So yes it was expensive, with flights etc I reckon it cost me close to two thousand pounds in expenses but the alternative was to risk losing my job offer as I waited five months to go through the process in SA. Please also note that although they check your application is correct at time of submission at the consulate, if any further documentation is required they will contact you by e-mail or phone to request it. I was not contacted so assumed everything was ok, but there is no guarantee that your application will be successful and the consulate will not provide any information by phone on whether or not the visa has been successfully issued. Therefore when I flew back from SA to pick it up I had no idea until I got to the consulate whether or not the application had been successful.

Regarding the actual application, I was rather depressed to find out that rather than just providing a job offer from my new employer I had to re-submit all the myriad of forms etc that I had submitted for my spousal visa only a few months previously. As more than six months had passed this meant re-applying for police clearance, medical certificates etc. What a pain! Here is a list of what you need to submit, I have tried to explain any special detail but if you have already been through the visa application for spousal visa process then you should know all of this already:

•	A Valid Passport – obvious enough
•	Previous Visas / Permits – obvious enough will be in your passport
•	Marriage Certificate – obvious enough but this needs to be apostilled by the UK FCO or equivalent for your country
•	Proof of Financial Means – I provided ISA savings statement from UK, I’m not sure what threshold amount is to be honest.
•	Letter from SA Partner – A letter written and signed by spouse confirming they will look after you in SA etc.
•	Three Months Bank Statements – I am not sure if this is a requirement at all consulates but UK consulate does ask for these, I provided hard copies of my UK bank statements although I think internet statements are ok but I just erred on the side of caution and ordered posted copies from my bank.
•	Certified Copy of SA Partner ID / Passport – obvious enough
•	Appointment Letter – offer letter from employer, I included job description details to be safe and also full job contract, make sure the offer etc makes clear that your start date will be subject to successful issuance of work permit/visa otherwise it could wind the authorities up the wrong way.
•	Purpose and Duration of Stay – self written letter confirming purpose of stay, i.e to work and reside with spouse and duration to be until expiry of visa at which time a renewal request will be submitted.
•	Medical Report – obvious enough
•	Radiological Report – obvious enough
•	Police Clearance – ACRO report from UK, a CRB certificate will not suffice. Also clearance certificates from anywhere you have lived for a year or longer. As I had not been in SA for a year I did not require an SA clearance certificate but I understand this rule might have changed and you might now require to also apply for an SA clearance certificate regardless of how long you have been there but sorry I don’t know if that is true or a rumour.

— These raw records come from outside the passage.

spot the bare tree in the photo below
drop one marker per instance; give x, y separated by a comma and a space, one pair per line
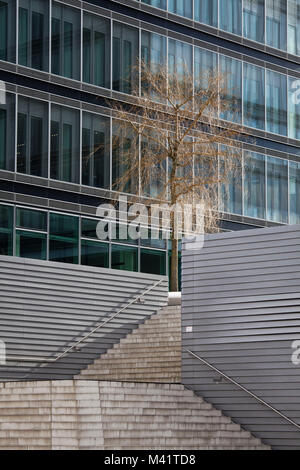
176, 143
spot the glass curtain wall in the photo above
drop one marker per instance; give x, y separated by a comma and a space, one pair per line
276, 23
64, 151
8, 30
6, 230
31, 242
32, 143
276, 97
293, 44
125, 152
254, 185
254, 96
230, 16
231, 71
294, 108
206, 11
153, 49
180, 57
254, 20
63, 238
125, 58
157, 3
95, 150
153, 262
124, 257
65, 41
181, 7
205, 66
231, 191
277, 190
7, 130
294, 184
96, 50
34, 34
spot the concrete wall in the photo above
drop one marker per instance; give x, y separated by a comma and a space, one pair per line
241, 296
45, 307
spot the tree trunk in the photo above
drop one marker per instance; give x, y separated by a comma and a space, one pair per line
174, 266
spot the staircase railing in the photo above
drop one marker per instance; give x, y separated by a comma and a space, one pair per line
137, 298
270, 407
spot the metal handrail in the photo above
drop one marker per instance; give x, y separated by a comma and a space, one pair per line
111, 317
242, 388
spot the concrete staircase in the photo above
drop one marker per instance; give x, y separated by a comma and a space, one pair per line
151, 353
129, 398
113, 416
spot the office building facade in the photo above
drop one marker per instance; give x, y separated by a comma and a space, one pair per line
60, 64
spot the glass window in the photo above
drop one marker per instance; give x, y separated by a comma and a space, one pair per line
125, 58
277, 190
95, 150
231, 188
154, 182
31, 219
89, 227
180, 57
254, 20
153, 49
159, 243
31, 245
32, 150
294, 193
153, 262
205, 66
276, 91
65, 153
95, 254
96, 50
157, 3
7, 130
294, 27
276, 23
254, 96
254, 185
231, 71
6, 230
34, 34
125, 158
294, 108
122, 234
181, 7
63, 238
124, 257
206, 11
231, 16
8, 30
65, 41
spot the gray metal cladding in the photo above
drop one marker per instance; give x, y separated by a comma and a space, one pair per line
241, 296
46, 307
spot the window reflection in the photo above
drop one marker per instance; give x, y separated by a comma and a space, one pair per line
254, 24
277, 190
231, 16
276, 23
64, 157
34, 34
8, 30
254, 185
32, 150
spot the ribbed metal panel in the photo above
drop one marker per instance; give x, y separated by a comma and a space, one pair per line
46, 307
241, 296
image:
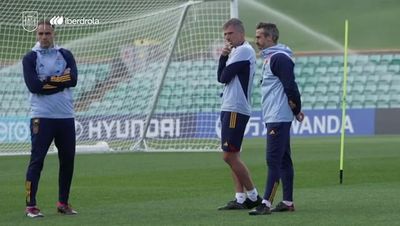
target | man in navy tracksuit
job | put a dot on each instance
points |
(49, 73)
(280, 103)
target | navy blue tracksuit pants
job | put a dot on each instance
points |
(280, 166)
(43, 132)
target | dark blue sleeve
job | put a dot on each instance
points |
(66, 80)
(31, 78)
(283, 67)
(227, 73)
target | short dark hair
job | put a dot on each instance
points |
(270, 29)
(46, 22)
(236, 23)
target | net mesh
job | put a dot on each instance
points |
(138, 62)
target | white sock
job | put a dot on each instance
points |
(288, 203)
(240, 197)
(267, 203)
(252, 194)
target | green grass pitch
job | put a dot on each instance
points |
(186, 188)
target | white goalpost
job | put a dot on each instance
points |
(147, 72)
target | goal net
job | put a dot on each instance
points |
(147, 71)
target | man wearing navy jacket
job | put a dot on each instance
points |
(280, 104)
(49, 74)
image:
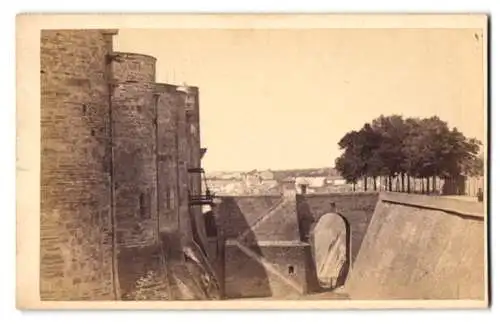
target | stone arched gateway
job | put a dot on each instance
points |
(331, 247)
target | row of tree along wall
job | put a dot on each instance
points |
(394, 148)
(116, 148)
(460, 185)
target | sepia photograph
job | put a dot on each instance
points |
(324, 160)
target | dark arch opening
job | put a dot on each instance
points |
(346, 266)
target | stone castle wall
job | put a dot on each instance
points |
(76, 252)
(116, 147)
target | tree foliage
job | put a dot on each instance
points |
(418, 147)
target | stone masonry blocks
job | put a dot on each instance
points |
(76, 234)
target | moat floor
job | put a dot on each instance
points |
(327, 295)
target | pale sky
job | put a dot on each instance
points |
(282, 99)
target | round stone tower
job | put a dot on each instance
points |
(133, 105)
(76, 221)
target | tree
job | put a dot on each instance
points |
(357, 161)
(413, 147)
(389, 158)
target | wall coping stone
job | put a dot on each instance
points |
(456, 207)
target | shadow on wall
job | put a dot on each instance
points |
(239, 272)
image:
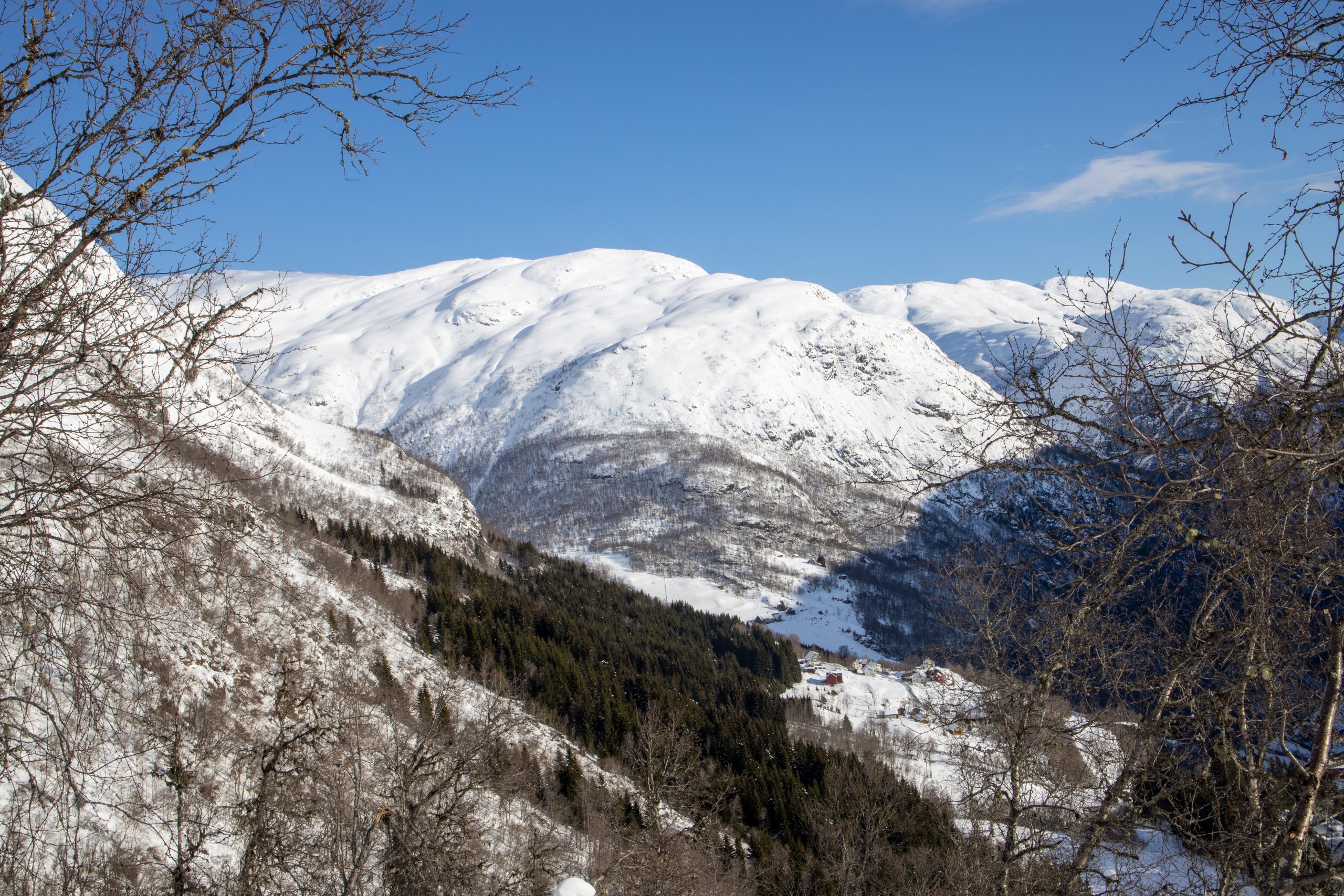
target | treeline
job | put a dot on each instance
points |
(601, 657)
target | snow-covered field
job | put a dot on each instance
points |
(819, 608)
(634, 405)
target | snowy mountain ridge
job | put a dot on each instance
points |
(697, 425)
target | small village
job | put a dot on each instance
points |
(869, 692)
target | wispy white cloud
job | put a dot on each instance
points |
(940, 7)
(1146, 174)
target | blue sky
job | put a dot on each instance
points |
(838, 141)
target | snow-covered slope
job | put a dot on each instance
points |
(979, 321)
(694, 425)
(631, 402)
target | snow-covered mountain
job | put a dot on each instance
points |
(979, 321)
(706, 426)
(629, 402)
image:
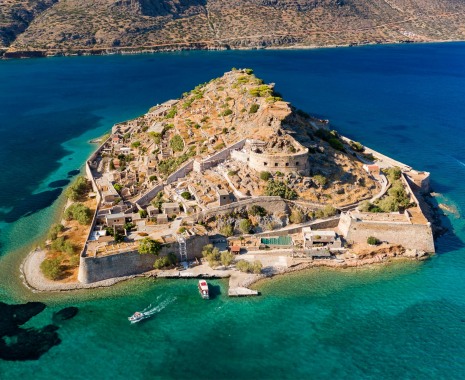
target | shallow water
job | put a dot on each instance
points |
(400, 321)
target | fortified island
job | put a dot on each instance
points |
(231, 181)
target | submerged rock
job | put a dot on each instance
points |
(64, 314)
(18, 343)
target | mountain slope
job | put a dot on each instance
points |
(82, 25)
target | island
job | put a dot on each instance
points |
(231, 181)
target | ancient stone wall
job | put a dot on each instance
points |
(181, 172)
(410, 236)
(219, 157)
(274, 205)
(93, 269)
(288, 163)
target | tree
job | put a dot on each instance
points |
(212, 255)
(257, 210)
(186, 195)
(55, 229)
(149, 246)
(265, 176)
(227, 258)
(245, 225)
(227, 230)
(296, 216)
(373, 241)
(51, 268)
(79, 212)
(177, 143)
(165, 261)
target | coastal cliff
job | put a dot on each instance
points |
(59, 27)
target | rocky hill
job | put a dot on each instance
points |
(146, 151)
(96, 26)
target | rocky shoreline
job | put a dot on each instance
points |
(239, 283)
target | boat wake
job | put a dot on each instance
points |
(149, 311)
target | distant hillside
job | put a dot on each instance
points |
(94, 26)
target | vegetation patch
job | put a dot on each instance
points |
(278, 188)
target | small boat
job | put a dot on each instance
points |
(203, 289)
(136, 317)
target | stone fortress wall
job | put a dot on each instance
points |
(98, 268)
(284, 163)
(410, 236)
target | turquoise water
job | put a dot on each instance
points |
(401, 321)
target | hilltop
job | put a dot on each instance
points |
(29, 28)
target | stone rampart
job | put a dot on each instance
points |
(285, 163)
(219, 157)
(149, 195)
(273, 205)
(181, 172)
(410, 236)
(98, 268)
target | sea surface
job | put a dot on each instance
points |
(401, 321)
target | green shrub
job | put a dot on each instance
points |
(273, 99)
(77, 189)
(373, 241)
(320, 180)
(212, 255)
(335, 143)
(79, 212)
(265, 176)
(254, 108)
(177, 143)
(51, 268)
(226, 112)
(296, 216)
(55, 229)
(186, 195)
(277, 188)
(257, 210)
(245, 226)
(227, 258)
(149, 246)
(227, 230)
(172, 113)
(62, 245)
(165, 261)
(355, 145)
(393, 174)
(247, 267)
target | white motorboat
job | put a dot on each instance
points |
(136, 317)
(203, 289)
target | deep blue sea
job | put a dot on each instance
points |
(402, 321)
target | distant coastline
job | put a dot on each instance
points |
(194, 46)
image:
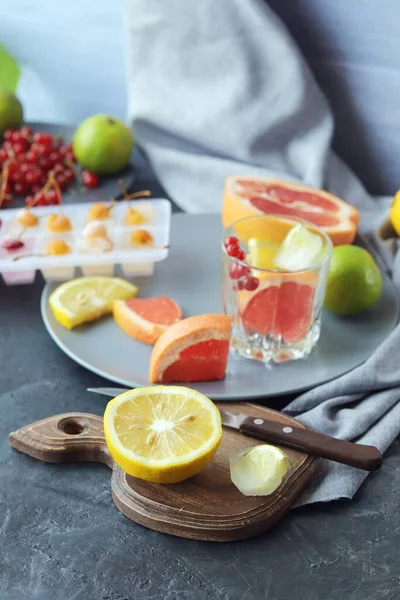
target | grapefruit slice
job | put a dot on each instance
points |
(145, 319)
(249, 197)
(282, 307)
(194, 349)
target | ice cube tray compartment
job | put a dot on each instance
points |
(135, 260)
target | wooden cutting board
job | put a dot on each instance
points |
(206, 507)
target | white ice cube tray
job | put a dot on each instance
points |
(134, 260)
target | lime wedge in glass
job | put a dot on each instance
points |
(300, 249)
(259, 471)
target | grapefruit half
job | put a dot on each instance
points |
(282, 306)
(249, 197)
(145, 319)
(194, 349)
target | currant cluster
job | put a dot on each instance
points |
(238, 272)
(27, 160)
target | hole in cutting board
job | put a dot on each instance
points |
(72, 426)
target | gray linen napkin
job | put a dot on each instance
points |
(219, 88)
(361, 406)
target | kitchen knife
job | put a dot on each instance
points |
(355, 455)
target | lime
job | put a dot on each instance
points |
(354, 281)
(11, 112)
(262, 253)
(299, 250)
(259, 471)
(103, 144)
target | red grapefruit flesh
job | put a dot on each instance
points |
(246, 197)
(145, 319)
(204, 361)
(194, 349)
(284, 311)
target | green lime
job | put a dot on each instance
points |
(11, 112)
(103, 144)
(354, 281)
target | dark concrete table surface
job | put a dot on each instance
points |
(62, 538)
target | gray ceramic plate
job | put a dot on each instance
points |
(191, 275)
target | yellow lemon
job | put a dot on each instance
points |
(162, 434)
(395, 213)
(88, 298)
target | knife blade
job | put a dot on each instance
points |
(355, 455)
(111, 392)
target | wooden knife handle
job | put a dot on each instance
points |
(71, 437)
(348, 453)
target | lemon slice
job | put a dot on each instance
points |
(88, 298)
(162, 434)
(262, 253)
(299, 250)
(260, 470)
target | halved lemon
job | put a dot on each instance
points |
(88, 298)
(162, 434)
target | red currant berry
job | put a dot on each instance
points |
(58, 168)
(44, 150)
(20, 189)
(19, 148)
(90, 180)
(8, 146)
(16, 137)
(40, 199)
(52, 197)
(32, 157)
(233, 250)
(16, 176)
(54, 157)
(45, 163)
(236, 271)
(231, 241)
(8, 134)
(250, 283)
(12, 168)
(26, 131)
(69, 175)
(33, 177)
(43, 138)
(11, 245)
(62, 182)
(70, 157)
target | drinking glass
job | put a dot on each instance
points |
(276, 313)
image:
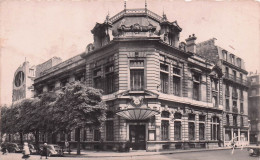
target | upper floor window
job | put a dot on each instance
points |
(165, 114)
(232, 57)
(227, 90)
(234, 120)
(241, 121)
(241, 108)
(227, 120)
(196, 86)
(239, 62)
(214, 84)
(224, 54)
(109, 82)
(165, 129)
(164, 78)
(137, 75)
(176, 81)
(234, 74)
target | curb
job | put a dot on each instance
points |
(155, 153)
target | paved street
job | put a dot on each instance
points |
(206, 155)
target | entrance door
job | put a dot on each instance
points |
(137, 137)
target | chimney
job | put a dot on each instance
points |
(190, 43)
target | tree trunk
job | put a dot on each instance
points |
(78, 141)
(21, 138)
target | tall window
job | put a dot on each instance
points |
(215, 128)
(241, 94)
(239, 62)
(234, 120)
(227, 90)
(235, 74)
(165, 130)
(109, 88)
(234, 93)
(202, 127)
(97, 78)
(176, 81)
(227, 105)
(196, 86)
(227, 72)
(137, 75)
(227, 120)
(164, 78)
(109, 130)
(177, 126)
(97, 135)
(191, 126)
(241, 121)
(224, 54)
(215, 101)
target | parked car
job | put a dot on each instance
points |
(253, 150)
(53, 150)
(12, 147)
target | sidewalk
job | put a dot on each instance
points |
(85, 153)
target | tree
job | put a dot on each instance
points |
(79, 106)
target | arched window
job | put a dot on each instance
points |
(165, 114)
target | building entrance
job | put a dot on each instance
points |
(137, 137)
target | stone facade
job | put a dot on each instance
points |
(253, 107)
(161, 93)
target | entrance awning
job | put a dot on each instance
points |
(137, 113)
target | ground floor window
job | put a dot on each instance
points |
(177, 130)
(165, 130)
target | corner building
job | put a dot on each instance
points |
(160, 94)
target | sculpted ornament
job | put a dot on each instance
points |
(137, 101)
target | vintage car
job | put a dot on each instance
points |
(253, 150)
(53, 150)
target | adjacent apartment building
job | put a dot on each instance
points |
(161, 93)
(234, 91)
(254, 107)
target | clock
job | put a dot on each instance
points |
(19, 79)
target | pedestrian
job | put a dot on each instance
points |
(44, 151)
(26, 151)
(67, 146)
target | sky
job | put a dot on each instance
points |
(41, 29)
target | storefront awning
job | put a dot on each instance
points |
(137, 113)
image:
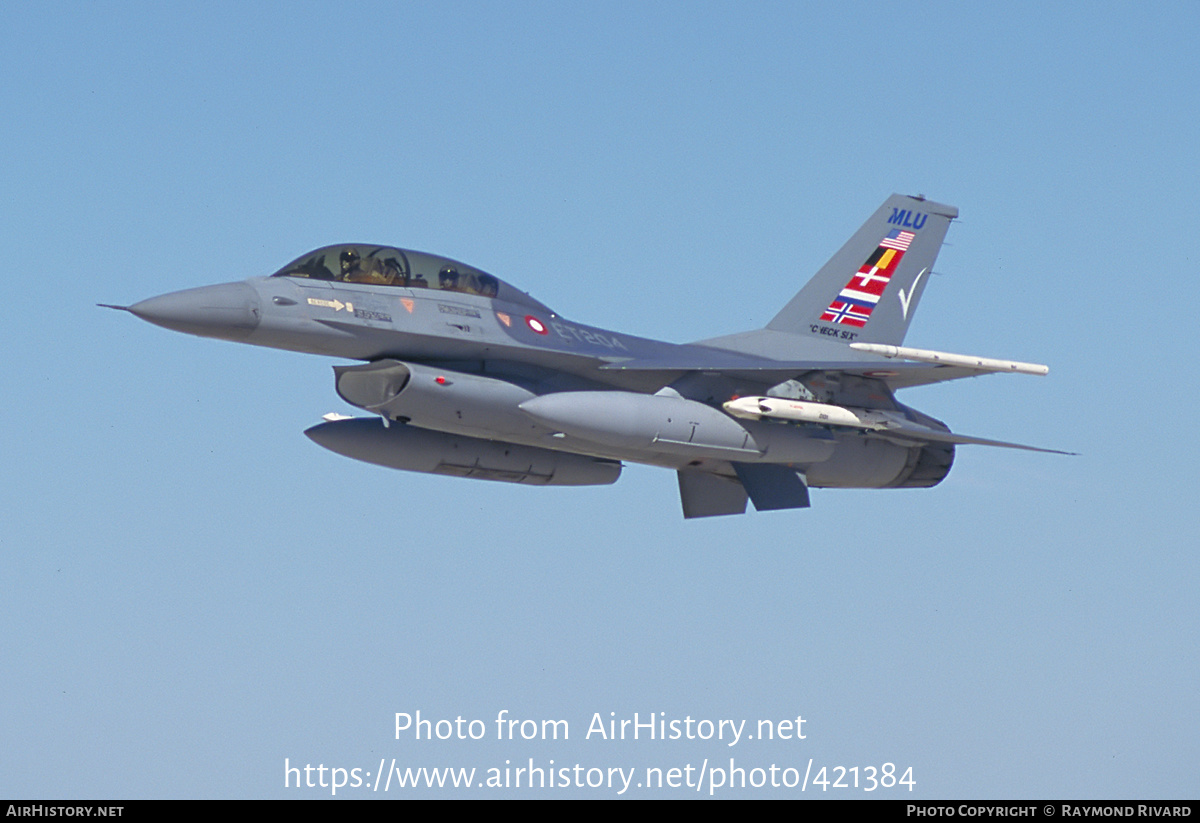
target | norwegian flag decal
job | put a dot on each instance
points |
(855, 304)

This is my gift to the stressed people of the world trying to go through the process I just went through. I found so much muddled chatter on the internet about what to do, especially as a lot of immigration rules have just changed. This post assumes a certain knowledge of the process for getting a relatives permit in the first place so apologies if I cut any corners, I know for example that there is a lot of confusion surrounding partners who are not married and what is required as proof of relationship, as I am married I didn’t have this issue. I think you need to show such things as a lease agreement or mortgage statement with both of your names on etc which can be tricky to provide if for example only one of you was on the lease. Basically you need a paper trail proving your relationship is valid.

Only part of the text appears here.